How difficult it can be for us to receive the love of another. When you are given a compliment that is offered in true earnestness, when a dear one offers a gift made from the sweat of their toil, when your beloved offers themselves lovingly, sometimes we are so humbled it is difficult to receive their loving acts with grace. What Jesus was doing, more than teaching us how to serve one another, was teaching us how to love one another. Love requires great vulnerability. Can we open ourselves to each other in ways in which we risk being hurt? Can we kneel before each other in ways in which we risk losing our own power that we might find strength together?

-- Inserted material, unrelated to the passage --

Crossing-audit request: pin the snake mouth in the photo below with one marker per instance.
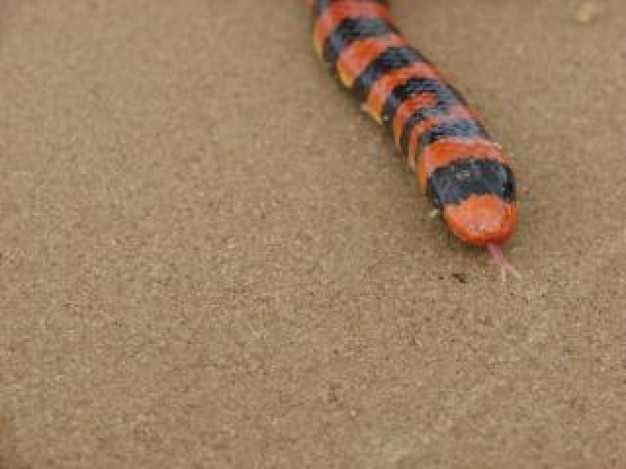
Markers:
(482, 219)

When Jesus kneels before his friends, he does so not as master and servant or servant and master, but as friends. Jesus will say to them, “I no longer call you servants, I call you friends.” Friendship requires risk. Friendship requires vulnerability. As strange as this may sound, the Church, as long as it understands itself as an institution that offers service, will never truly be the Church. When we see ourselves as offering something, as being the ones who control what we have to offer, and insisting that others accept what we offer on our terms, we are not being the Church Jesus called us to be. This is not what he offered us, and it is not what we should offer others.

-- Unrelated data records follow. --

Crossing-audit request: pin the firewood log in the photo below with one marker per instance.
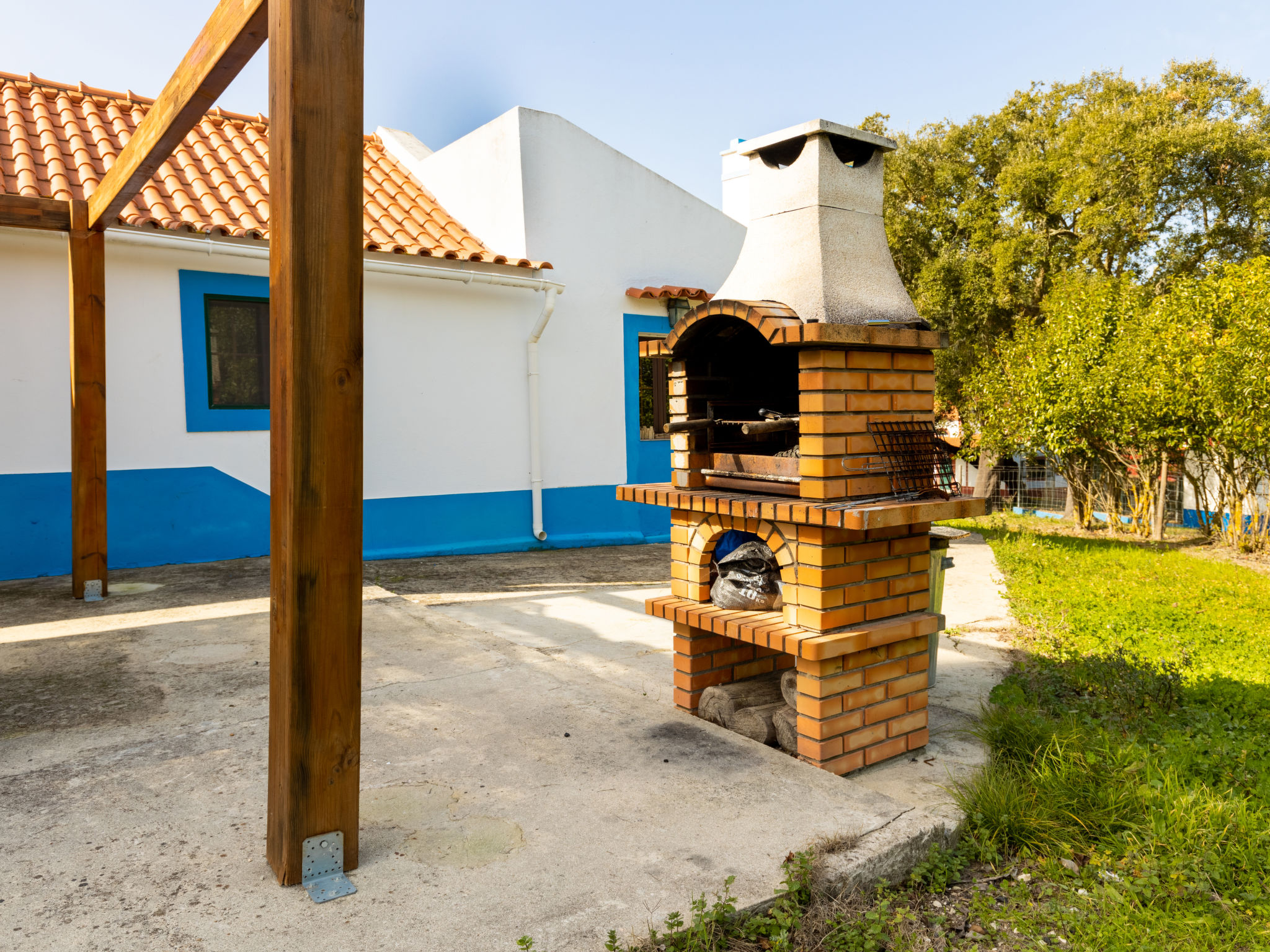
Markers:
(789, 687)
(785, 721)
(722, 701)
(756, 723)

Jesus offered us, offers us, friendship. He lays down his life for his friends. He kneels before his disciples not as master or servant, but as friend. Jesus reimagines what servant-hood means and demonstrates a servant-hood shorn of power-imbalances, and demonstrates servant-friendship. Why is it difficult for Peter to have his feet washed? Why is it difficult for us to have our feet washed? It is because we must assume a level of uncomfortable intimacy with another person, someone with whom there is a power imbalance. It involves extraordinary risk. Peter balks at it. We balk at it. My first reaction would be to balk at it if my bishop were to ask to wash my feet, as many do when they consider allowing their priest to wash their feet. And yet, we may be keen to offer that service to others, but how can we do that if we first have not felt the vulnerability that they feel? Can we offer compassionate loving service, can we wash the feet of another, if we have not first sat in that chair and allowed our feet to be washed? When it comes our turn to wash the feet of another we must understand how vulnerable that person is, what an extraordinary risk they are taking, what a privilege we have in serving them. Can we understand this unless we have felt that same vulnerability or taken that same risk?

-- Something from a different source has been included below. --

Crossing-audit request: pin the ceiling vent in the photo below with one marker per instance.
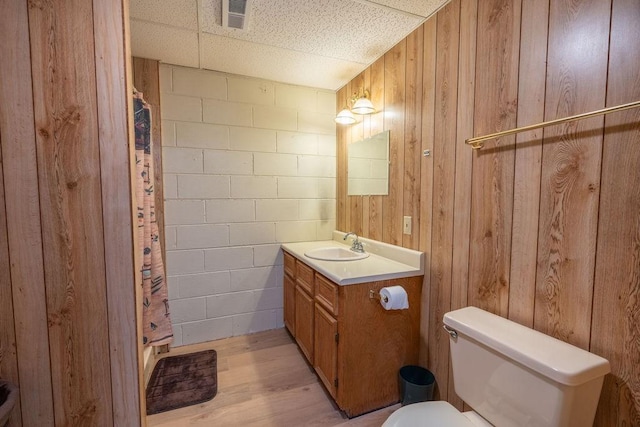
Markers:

True servant-hood, the kind of servant-hood we encounter in Jesus, is not one person acting upon another. In fact, this is the very antithesis of the servant-hood modeled by Jesus. True Christian servant-hood is a ministry of friendship. It is reciprocal. It involves mutual giving and receiving. It involves mutual vulnerability and mutual risk. It involves mutual joy. This is why Jesus says I no longer call you servants but friends. As Jesus loved us so we love him. And as we have loved him and been loved by him, so too shall we be drawn into a deeper mutual love of each other in Christian friendship.